Bekerja lebih 12 jam sehari dengan memasak 200 liter air asin dalam dua tungku, petani garam akan menghasilkan 20-25 kilogram garam. Dengan harga jual Rp. 3.000/kg maka penghasilan diperoleh Rp. 60-75 ribu/hari. Jumlah harian garam yang diproduksi tidak pasti. Menurut petani, jumlah dan kualitas garam tergantung musim hujan atau kemarau. Musim hujan, kandungan garam berkurang, jika dimasak 100 liter biasanya menghasilkan 15-16 kilogram garam. Pada musim kemarau, dengan jumlah air yang sama akan menghasilkan 20-25 kilo garam. Musim kemarau kandungan garam dalam pasir dan air lebih tinggi.

Harga jual garam petani kepada muge (pengumpul) yang datang menggunakan sepeda motor, tidak pasti, setiap hari. Muge yang menentukan harga. Jika produksi petani banyak, musim kemarau, harga beli Muge biasanya rendah; pada kisaran Rp. 1.800-2.000/kilo. Jika produksi berkurang (musim hujan) harga garam akan naik, dengan harga tertinggi Rp. 4.000/kilogram. Dengan demikian range harga jual garam petani kepada Muge adalah Rp. 1.800-4.000/kilo. 

Jika musim kemarau, sambil memasak air garam, petani biasanya mengangkat pasir laut untuk disimpan di Jambo (rumah produksi). Pada musim hujan, pasir simpanan tersebut yang dipergunakan. Mereka mengangkat kembali pasir dari Jambo ke tempat penyaringan (Jantan) yang letaknya 15-30 meter dari Jambo dengan menjunjung dalam karung plastik dengan berat 20-35 kilogram. Pernah dipergunakan alat atau kereta dorong, namun daya tahan alat dorong tersebut tidak lama, akibat pengaruh air asin, daya tahannya maksimal enam bulan. Membeli kembali alat dorong baru, secara ekonomi dikatakan tidak mungkin. Alat pengangkat pasir dan air yang lain belum ada ditemukan petani.    

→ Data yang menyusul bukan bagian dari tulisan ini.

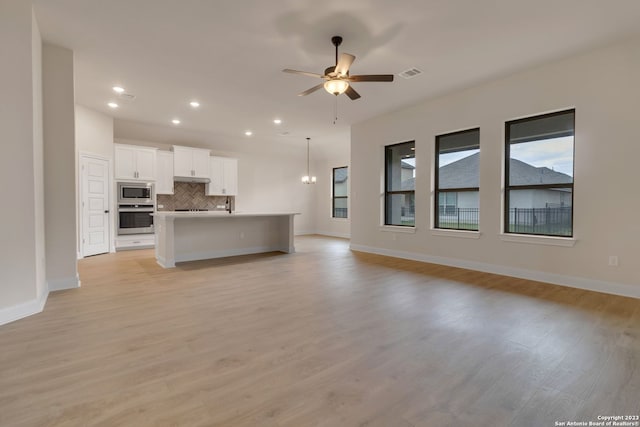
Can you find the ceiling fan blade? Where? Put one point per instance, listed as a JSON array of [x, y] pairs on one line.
[[345, 61], [372, 78], [351, 93], [304, 73], [311, 90]]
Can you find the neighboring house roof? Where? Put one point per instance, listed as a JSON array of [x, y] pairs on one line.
[[465, 173], [340, 175]]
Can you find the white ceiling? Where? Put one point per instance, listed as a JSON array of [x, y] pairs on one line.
[[229, 55]]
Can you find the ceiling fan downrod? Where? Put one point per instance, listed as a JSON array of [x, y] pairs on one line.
[[337, 41]]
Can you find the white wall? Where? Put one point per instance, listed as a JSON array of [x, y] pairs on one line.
[[603, 87], [22, 291], [94, 132], [325, 224], [38, 159], [59, 167]]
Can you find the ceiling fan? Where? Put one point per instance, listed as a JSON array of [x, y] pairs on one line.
[[337, 79]]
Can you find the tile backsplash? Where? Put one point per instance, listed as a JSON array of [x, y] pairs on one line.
[[190, 195]]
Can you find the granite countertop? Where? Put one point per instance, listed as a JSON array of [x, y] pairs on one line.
[[214, 214]]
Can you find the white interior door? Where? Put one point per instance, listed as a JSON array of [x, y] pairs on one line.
[[95, 205]]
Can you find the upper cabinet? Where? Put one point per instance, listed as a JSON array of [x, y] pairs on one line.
[[190, 162], [133, 163], [223, 174], [164, 183]]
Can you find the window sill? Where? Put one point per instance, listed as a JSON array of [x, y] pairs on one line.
[[539, 240], [398, 229], [465, 234]]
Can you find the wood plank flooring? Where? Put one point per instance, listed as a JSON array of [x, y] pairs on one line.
[[322, 337]]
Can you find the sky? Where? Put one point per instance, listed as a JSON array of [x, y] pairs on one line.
[[556, 154]]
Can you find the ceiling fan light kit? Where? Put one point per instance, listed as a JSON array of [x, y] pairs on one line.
[[337, 78], [336, 86]]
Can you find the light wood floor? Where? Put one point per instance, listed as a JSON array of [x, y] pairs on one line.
[[322, 337]]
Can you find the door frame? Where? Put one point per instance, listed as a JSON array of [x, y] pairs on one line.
[[110, 188]]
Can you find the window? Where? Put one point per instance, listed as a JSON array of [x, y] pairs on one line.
[[340, 188], [400, 183], [539, 175], [457, 180]]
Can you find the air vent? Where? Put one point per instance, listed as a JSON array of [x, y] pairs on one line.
[[127, 97], [410, 73]]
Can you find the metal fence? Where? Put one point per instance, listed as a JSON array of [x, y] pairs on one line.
[[554, 221], [458, 218]]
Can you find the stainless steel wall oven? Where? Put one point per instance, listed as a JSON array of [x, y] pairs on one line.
[[135, 219]]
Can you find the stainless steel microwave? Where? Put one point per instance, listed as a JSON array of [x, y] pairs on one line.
[[136, 193]]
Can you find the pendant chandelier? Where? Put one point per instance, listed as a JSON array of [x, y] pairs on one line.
[[308, 179]]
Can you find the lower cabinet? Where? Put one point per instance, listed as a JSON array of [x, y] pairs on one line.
[[135, 241]]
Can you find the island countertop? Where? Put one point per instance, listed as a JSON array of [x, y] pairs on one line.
[[215, 214], [197, 235]]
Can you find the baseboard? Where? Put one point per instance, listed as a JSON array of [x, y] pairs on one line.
[[613, 288], [332, 234], [16, 312], [197, 256], [62, 284]]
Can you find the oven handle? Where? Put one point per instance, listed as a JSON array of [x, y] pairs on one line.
[[135, 210]]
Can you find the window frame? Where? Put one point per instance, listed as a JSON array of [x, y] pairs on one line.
[[333, 193], [437, 191], [388, 193], [507, 171]]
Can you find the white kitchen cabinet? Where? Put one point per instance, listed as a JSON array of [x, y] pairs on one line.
[[223, 173], [133, 163], [190, 162], [230, 177], [164, 183]]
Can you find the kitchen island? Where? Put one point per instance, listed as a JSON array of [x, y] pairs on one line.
[[190, 236]]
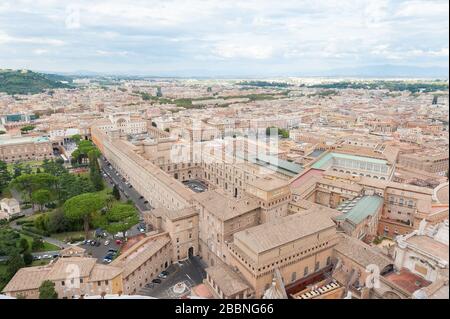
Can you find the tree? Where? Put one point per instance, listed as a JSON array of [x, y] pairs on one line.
[[27, 258], [15, 262], [76, 138], [27, 169], [41, 197], [94, 170], [58, 223], [27, 183], [116, 192], [17, 170], [5, 176], [55, 168], [42, 222], [37, 244], [24, 245], [83, 207], [120, 218], [47, 290]]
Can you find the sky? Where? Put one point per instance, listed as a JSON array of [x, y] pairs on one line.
[[224, 37]]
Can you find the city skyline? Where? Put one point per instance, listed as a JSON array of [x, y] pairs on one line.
[[232, 39]]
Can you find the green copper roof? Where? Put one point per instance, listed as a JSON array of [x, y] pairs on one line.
[[324, 160], [360, 208]]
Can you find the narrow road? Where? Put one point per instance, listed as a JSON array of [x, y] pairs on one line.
[[50, 240]]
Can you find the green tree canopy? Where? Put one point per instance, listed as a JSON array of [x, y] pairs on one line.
[[41, 197], [76, 138], [47, 290], [23, 244], [83, 207], [15, 262], [5, 176], [27, 183], [120, 218], [27, 258]]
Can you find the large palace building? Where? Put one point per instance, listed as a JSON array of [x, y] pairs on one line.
[[254, 223]]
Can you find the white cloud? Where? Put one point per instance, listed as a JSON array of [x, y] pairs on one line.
[[40, 51], [5, 39], [233, 50], [297, 33]]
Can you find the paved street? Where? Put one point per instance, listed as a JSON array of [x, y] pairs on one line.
[[125, 191], [190, 272], [50, 240]]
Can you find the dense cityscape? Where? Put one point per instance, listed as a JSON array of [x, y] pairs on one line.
[[299, 188], [224, 158]]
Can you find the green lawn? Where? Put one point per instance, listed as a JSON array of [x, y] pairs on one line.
[[47, 246], [34, 165], [70, 234]]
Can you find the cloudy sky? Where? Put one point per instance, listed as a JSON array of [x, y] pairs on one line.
[[223, 37]]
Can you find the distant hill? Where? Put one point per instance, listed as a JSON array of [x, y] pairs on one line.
[[29, 82]]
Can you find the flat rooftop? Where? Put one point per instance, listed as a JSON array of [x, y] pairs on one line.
[[284, 230], [430, 245], [360, 208], [330, 156], [407, 280], [22, 140]]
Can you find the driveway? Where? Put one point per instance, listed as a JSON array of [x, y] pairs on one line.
[[126, 191], [191, 272], [100, 251]]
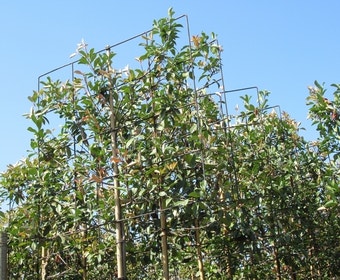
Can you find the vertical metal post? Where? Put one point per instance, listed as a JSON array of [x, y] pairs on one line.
[[3, 256]]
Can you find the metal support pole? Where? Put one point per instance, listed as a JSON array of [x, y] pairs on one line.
[[3, 256]]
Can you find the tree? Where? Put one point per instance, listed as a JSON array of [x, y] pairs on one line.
[[147, 176]]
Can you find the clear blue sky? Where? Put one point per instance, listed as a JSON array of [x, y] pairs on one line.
[[281, 46]]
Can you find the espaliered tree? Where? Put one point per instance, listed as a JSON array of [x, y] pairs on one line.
[[147, 177]]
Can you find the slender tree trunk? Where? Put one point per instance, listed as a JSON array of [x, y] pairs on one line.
[[120, 246], [164, 241], [277, 263], [44, 262], [199, 250]]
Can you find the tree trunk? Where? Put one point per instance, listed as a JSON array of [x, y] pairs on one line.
[[120, 247], [199, 250], [164, 241]]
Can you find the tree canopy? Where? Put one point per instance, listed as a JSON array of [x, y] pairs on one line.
[[142, 172]]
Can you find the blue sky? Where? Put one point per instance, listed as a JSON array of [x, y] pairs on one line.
[[280, 46]]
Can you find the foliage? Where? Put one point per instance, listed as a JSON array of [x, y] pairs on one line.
[[325, 115], [232, 199]]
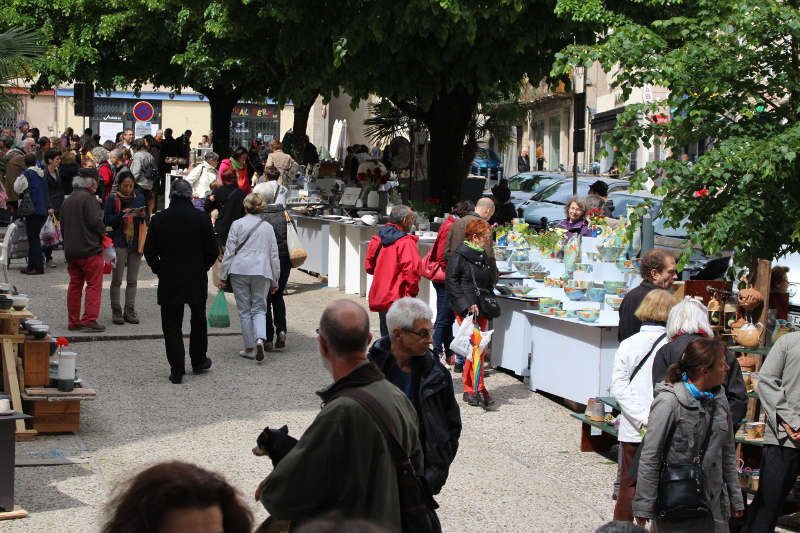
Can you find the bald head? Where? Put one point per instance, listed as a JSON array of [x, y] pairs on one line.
[[485, 208], [344, 326]]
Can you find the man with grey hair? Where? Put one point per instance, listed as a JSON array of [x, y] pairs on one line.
[[180, 248], [405, 358], [83, 229], [203, 175], [484, 209], [394, 262]]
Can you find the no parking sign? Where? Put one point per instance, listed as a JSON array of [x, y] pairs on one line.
[[143, 111]]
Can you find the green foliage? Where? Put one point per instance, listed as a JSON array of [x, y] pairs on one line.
[[732, 71]]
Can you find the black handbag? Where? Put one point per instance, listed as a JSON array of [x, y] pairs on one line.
[[417, 506], [487, 303], [681, 488]]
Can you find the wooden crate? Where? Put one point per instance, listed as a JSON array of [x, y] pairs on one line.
[[36, 361]]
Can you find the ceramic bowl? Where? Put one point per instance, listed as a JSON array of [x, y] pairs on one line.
[[575, 293], [19, 302], [612, 286], [610, 253], [502, 254], [516, 290], [596, 295]]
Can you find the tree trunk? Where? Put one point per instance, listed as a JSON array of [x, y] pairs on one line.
[[448, 122], [222, 103], [299, 128]]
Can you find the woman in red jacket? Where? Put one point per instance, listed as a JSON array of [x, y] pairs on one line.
[[434, 270], [237, 162]]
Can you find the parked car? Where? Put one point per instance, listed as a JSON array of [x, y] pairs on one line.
[[550, 201], [486, 161]]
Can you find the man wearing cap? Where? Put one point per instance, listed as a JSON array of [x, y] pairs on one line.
[[504, 210]]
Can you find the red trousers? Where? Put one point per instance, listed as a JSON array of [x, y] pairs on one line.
[[469, 372], [87, 271]]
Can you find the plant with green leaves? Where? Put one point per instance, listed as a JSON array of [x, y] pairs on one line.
[[733, 71]]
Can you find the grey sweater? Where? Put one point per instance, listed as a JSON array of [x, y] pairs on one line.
[[779, 389]]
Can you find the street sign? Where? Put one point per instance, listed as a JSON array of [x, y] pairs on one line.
[[143, 111]]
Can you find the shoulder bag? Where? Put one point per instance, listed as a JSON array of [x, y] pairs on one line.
[[487, 303], [417, 506], [681, 487], [228, 287], [297, 253]]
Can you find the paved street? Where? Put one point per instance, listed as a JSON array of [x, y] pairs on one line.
[[518, 468]]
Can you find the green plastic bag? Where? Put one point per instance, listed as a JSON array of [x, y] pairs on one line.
[[219, 316]]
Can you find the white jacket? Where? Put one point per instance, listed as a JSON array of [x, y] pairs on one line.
[[635, 397]]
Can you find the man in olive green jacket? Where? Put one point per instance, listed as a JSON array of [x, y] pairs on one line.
[[342, 462]]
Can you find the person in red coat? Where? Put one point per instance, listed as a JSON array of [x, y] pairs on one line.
[[394, 262]]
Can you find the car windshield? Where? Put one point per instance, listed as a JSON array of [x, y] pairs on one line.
[[621, 202]]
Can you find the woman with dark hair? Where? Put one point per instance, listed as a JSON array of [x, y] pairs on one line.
[[52, 160], [435, 270], [688, 405], [238, 163], [178, 497], [467, 270]]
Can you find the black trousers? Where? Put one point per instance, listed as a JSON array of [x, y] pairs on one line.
[[779, 469], [171, 325]]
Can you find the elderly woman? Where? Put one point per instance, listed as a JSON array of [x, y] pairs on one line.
[[278, 159], [575, 223], [631, 386], [203, 175], [689, 422], [251, 260], [237, 163], [275, 213], [688, 321], [468, 269]]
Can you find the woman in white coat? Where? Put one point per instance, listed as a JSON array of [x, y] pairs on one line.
[[251, 260], [632, 388]]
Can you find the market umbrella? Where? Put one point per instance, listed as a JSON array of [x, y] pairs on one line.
[[344, 142]]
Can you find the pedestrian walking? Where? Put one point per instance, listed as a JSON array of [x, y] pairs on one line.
[[126, 231], [251, 261], [180, 248]]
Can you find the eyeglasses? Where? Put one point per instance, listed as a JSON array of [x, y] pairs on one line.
[[422, 334]]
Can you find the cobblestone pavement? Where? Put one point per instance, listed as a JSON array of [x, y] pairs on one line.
[[519, 468]]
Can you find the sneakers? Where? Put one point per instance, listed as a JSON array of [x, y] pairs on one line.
[[260, 350], [281, 340], [202, 368], [129, 315]]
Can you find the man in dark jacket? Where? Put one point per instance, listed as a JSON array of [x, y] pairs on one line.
[[83, 229], [658, 271], [342, 462], [405, 359], [180, 248]]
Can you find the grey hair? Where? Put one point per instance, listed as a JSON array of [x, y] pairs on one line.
[[85, 178], [688, 316], [100, 154], [405, 311], [181, 189], [399, 214]]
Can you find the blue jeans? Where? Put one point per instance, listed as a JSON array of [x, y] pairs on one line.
[[443, 327], [276, 307]]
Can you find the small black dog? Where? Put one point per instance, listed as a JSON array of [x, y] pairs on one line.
[[274, 443]]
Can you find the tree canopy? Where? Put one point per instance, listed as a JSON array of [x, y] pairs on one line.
[[732, 71]]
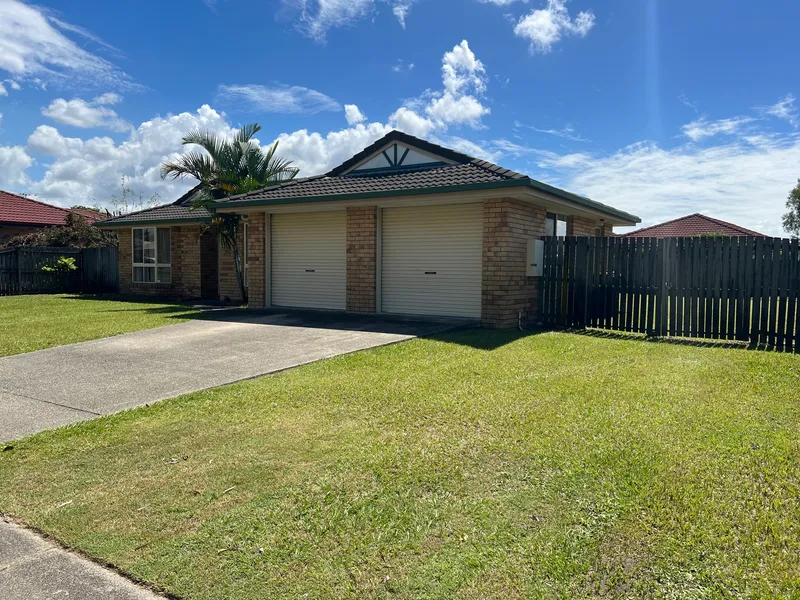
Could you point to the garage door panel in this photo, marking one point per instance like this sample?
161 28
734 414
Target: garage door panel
431 260
308 260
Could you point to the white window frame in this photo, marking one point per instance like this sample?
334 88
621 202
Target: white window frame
154 265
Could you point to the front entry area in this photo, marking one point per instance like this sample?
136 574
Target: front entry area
431 260
309 265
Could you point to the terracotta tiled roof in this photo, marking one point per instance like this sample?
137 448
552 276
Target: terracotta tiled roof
18 209
692 226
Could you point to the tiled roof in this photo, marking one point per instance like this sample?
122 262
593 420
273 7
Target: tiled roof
467 173
180 210
691 226
18 209
470 173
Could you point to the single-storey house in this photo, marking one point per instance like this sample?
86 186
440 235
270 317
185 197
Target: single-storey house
403 227
20 215
693 226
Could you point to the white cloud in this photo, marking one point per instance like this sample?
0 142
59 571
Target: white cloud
88 171
401 66
277 98
546 26
80 113
316 153
568 132
784 109
401 10
353 114
13 163
108 98
32 46
464 79
735 181
449 109
315 18
461 69
702 128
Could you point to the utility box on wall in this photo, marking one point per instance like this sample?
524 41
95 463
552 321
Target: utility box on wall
535 265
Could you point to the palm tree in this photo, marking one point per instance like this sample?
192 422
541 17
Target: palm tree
226 168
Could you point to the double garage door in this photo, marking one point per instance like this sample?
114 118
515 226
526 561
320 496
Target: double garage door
430 260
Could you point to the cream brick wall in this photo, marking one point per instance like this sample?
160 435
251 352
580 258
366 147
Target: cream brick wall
185 260
507 291
362 236
256 290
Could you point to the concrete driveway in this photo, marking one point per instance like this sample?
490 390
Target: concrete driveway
49 388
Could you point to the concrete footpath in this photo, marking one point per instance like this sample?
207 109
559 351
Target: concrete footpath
33 568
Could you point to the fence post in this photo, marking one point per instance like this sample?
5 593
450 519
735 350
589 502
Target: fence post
661 305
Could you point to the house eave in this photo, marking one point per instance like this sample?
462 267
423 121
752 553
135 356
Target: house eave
141 222
619 217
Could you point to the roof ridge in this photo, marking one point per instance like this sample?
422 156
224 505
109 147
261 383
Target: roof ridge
41 202
727 224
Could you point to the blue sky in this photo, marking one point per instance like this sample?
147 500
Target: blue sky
661 108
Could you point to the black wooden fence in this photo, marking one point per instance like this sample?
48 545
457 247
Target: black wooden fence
724 288
21 271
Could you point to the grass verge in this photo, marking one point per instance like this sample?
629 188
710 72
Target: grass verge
474 465
42 321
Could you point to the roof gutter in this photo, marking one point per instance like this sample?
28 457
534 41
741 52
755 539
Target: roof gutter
490 185
140 222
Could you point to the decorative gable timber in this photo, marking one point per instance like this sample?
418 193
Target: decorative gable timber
396 157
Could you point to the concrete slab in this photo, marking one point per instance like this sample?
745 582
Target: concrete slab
20 416
32 568
53 387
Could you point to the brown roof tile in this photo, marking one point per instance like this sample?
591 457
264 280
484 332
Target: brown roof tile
692 226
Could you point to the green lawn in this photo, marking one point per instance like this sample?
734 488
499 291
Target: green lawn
477 465
35 322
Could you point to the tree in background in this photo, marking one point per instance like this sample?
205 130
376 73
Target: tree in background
226 168
75 233
791 220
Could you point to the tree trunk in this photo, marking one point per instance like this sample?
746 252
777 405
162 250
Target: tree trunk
239 277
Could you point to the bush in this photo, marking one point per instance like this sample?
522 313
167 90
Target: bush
75 233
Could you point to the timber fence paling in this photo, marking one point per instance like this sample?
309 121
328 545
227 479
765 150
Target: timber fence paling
721 288
22 270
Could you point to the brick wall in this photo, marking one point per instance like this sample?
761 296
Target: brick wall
256 289
582 226
209 282
185 260
507 290
228 284
362 236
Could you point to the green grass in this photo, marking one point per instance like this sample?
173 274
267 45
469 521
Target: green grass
35 322
478 465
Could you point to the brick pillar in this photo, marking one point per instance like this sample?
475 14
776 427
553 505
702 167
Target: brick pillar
362 236
507 290
256 286
186 260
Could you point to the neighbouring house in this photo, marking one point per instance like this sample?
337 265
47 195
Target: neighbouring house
403 227
20 215
693 226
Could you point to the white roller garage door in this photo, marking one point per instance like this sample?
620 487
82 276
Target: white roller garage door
431 260
308 260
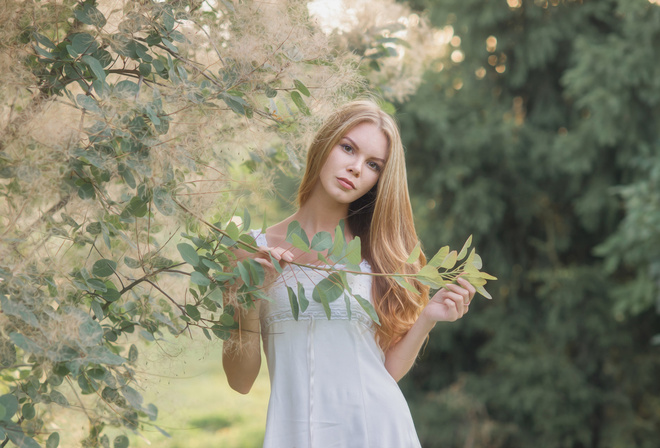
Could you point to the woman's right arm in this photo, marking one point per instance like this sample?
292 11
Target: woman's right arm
241 354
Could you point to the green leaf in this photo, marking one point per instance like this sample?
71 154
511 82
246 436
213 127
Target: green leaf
18 438
161 430
477 263
338 243
131 262
86 191
188 253
481 290
199 279
293 301
354 251
104 268
235 103
216 296
367 307
96 284
438 257
299 243
95 66
270 92
193 312
88 103
328 290
120 442
321 241
89 15
53 440
90 333
244 272
136 207
302 241
302 298
464 249
227 320
152 410
276 264
301 87
246 219
211 264
10 405
84 43
126 89
28 411
299 102
132 354
414 255
450 260
59 398
232 230
403 282
43 40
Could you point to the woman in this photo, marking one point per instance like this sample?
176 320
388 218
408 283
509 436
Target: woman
334 382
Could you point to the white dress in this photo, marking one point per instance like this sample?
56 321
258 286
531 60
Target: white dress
329 385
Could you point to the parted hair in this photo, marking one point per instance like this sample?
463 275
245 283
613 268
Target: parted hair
382 218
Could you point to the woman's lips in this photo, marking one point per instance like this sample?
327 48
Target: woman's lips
346 183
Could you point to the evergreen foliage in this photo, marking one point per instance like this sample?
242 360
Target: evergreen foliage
539 134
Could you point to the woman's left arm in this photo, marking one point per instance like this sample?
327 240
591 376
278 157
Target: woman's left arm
447 305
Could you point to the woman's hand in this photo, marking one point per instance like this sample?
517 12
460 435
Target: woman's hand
450 304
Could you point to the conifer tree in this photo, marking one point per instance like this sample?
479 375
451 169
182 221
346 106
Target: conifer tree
538 133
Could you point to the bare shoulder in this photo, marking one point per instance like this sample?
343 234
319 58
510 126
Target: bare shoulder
276 234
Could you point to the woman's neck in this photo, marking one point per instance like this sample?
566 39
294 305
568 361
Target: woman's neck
317 216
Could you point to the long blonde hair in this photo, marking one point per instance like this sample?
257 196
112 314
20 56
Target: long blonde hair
382 218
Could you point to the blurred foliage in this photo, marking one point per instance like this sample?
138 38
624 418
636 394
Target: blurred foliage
123 125
539 134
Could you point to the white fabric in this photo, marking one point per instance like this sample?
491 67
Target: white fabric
329 385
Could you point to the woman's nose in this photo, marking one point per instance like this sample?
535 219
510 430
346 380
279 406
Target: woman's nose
354 169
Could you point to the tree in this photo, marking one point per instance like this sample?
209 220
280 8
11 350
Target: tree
128 134
537 132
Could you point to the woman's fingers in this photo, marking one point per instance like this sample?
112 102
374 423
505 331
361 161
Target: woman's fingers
464 293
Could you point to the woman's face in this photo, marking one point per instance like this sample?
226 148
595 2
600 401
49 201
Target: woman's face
355 163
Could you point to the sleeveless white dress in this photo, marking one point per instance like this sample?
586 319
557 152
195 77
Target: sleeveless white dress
329 385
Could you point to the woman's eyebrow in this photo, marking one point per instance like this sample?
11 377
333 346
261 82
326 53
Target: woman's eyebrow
355 145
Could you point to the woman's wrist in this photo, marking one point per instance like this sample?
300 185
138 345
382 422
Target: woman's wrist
425 322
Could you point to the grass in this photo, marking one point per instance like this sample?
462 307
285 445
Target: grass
185 381
196 406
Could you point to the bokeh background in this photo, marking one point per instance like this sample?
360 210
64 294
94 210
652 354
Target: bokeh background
537 131
534 126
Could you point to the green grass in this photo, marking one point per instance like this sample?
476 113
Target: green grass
196 406
185 381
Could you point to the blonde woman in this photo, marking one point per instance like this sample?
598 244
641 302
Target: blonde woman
334 382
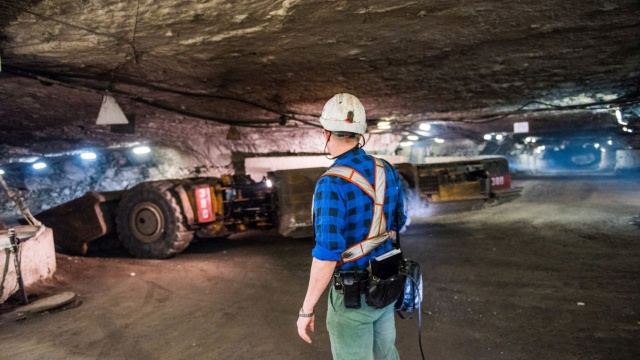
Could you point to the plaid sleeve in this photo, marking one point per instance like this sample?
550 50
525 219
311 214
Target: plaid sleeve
329 219
394 198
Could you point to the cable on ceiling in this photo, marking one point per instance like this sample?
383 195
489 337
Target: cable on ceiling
159 104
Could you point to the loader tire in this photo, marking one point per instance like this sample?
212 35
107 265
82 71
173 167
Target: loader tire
150 223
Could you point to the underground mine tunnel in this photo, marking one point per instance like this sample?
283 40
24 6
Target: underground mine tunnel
158 161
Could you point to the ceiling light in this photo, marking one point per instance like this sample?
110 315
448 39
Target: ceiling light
88 155
139 150
620 118
110 112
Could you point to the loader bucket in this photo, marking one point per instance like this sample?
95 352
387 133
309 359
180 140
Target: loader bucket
83 220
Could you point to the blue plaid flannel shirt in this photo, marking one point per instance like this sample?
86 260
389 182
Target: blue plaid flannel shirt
342 211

Petani garam mengatakan, mereka hanya kuat mengangkat pasir 30-40 kali sehari. Selain karena berat beban pasir dan air yang diangkat, pekerjaan tersebut setiap hari dilakukan, sehingga lelah kemaren belum hilang, hari ini sudah melakukan pekerjaan yang sama. Apalagi, selain menjadi petani garam, pada saat bersamaan pekerjaan domestik dikerjakan. Rutinitas perempuan di pedesaan tetap dilakukan. Bagi perempuan orang tua tunggal, sambil bekerja di ladang garam, mereka menjaga anak, memasak, mencuci dan pekerjaan rumah tangga lain. Jika proses memasak air sudah dilakukan di Jambo, mereka berjalan kaki pulang ke rumah untuk mencuci atau memasak dan kemudian kembali lagi ke Jambo untuk mengecek proses pemasakan air menjadi garam.

Hasil garam untuk keluarga
Hasil jual garam berkontribusi langsung terhadap nafkah harian keluarga dan membiayai keperluan anak sehari-hari seperti uang transport ke sekolah, uang jajan dan keperluan harian lain. Suami yang berkerja sebagai buruh kapal penangkap ikan, penghasilannya tidak pasti. Mereka umumnya keluarga miskin dengan penghasilan pas-pasan. Anak-anak mereka ada putus sekolah terutama setelah tamat sekolah menengah pertama.

Biaya harian anak ke sekolah seperti transport, uang jajan dan keperluan sekolah lain dirasakan membebani, apalagi jumlah anak mereka antara 4-5 orang. Pemerintah memang menggratiskan uang sekolah, namun transport dan jajan harian serta pungutan lain dianggap memberatkan. Terutama akibat kenaikan harga-harga kebutuhan sekarang, total pendapatan keluarga dianggap tidak mencukupi. Putus sekolah dan kemudian bekerja membantu orang tua menjadi pilihan anak laki-laki dan perempuan.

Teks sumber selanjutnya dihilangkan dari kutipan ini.